About sat-search vs. pystac-client, I'd recommend pystac-client. It's the library being actively maintained these days.

How can I query using pystac-client like you did in your example presentation?

There's an example at https://planetarycomputer.microsoft.com/docs/tutorials/cloudless-mosaic-sentinel2/#Discover-data using query.

Using pystac-client (or sat-search) currently requires a STAC API endpoint to query against. In other words, it doesn't work with a static STAC catalog (a list of STAC items on disk). There's a feature request at https://github.com/stac-utils/pystac-client/issues/66 for pystac-client to work with static STAC catalogs, but it's not possible today.

Can I use a similar approach as this for using the datacube extension?

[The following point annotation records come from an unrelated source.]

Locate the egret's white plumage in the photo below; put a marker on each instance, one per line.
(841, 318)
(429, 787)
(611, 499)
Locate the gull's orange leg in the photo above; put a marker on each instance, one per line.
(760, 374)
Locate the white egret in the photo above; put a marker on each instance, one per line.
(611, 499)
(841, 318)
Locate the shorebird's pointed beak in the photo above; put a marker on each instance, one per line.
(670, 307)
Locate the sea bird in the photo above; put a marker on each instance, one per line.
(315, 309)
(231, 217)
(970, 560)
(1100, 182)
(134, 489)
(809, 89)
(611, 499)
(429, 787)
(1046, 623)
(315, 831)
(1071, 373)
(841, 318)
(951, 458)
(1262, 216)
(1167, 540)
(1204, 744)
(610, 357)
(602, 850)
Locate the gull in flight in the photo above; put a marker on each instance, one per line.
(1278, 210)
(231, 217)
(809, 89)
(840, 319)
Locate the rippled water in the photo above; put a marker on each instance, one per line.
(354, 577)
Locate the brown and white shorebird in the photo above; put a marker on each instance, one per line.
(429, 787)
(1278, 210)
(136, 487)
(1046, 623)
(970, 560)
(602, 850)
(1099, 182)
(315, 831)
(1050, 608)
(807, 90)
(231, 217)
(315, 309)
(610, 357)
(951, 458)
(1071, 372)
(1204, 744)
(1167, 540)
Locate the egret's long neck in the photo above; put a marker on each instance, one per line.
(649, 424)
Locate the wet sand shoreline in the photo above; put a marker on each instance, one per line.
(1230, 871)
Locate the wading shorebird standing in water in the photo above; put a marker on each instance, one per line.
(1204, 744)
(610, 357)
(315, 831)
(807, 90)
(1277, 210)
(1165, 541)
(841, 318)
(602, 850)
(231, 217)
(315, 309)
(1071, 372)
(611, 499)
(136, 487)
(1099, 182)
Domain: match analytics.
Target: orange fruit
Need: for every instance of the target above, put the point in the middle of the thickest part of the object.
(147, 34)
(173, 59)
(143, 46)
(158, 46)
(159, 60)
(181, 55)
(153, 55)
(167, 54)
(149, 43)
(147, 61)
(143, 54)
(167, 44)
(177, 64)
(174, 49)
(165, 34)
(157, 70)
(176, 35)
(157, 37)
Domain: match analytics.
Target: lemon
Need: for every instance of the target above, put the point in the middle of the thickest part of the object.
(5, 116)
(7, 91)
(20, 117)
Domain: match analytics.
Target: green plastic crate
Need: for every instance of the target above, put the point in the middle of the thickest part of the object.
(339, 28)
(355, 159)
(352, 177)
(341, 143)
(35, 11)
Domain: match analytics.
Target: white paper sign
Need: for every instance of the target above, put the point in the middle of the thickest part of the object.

I'm not sure, because 1.) I've only ever filtered on basic things like eo:cloud_cover, and 2.) it depends on the API and its backend. I haven't filtered on nested properties like "give me items where the cube:variables mapping contains "wind_speed"`. It seems like https://github.com/radiantearth/stac-api-spec/tree/master/fragments/query allows for "contains", but the Planetary Computer API / backend doesn't allow it right now.

The STAC API item search specification is under some flux right now, so this could change over the next few months / years.

kthyng commented 3 years ago

Thanks for all this information @TomAugspurger. The original question has been answered, which is that if you are using pystac-client to filter your dynamic STAC catalog, you can include code like 'xarray:open_kwargs': {"xarray_kwargs": {'drop_variables': ['obs', 'driver_timestamp']}} in your item to pass keyword arguments to xr.open_dataset.

The other questions are more long term. pystac-client currently doesn't work with intake to be able to do a basic text search but sat-search does, so I will probably be digging into how to improve that. Alternatively, the search in intake won't be necessary if I can in the future query on metadata specified in extensions with pystac-client itself. We've been using franklin to serve a dynamic STAC catalog so perhaps that is where the development would need to occur to allow for this behavior.

Thanks again for your help and I'm sure I'll be back around soon!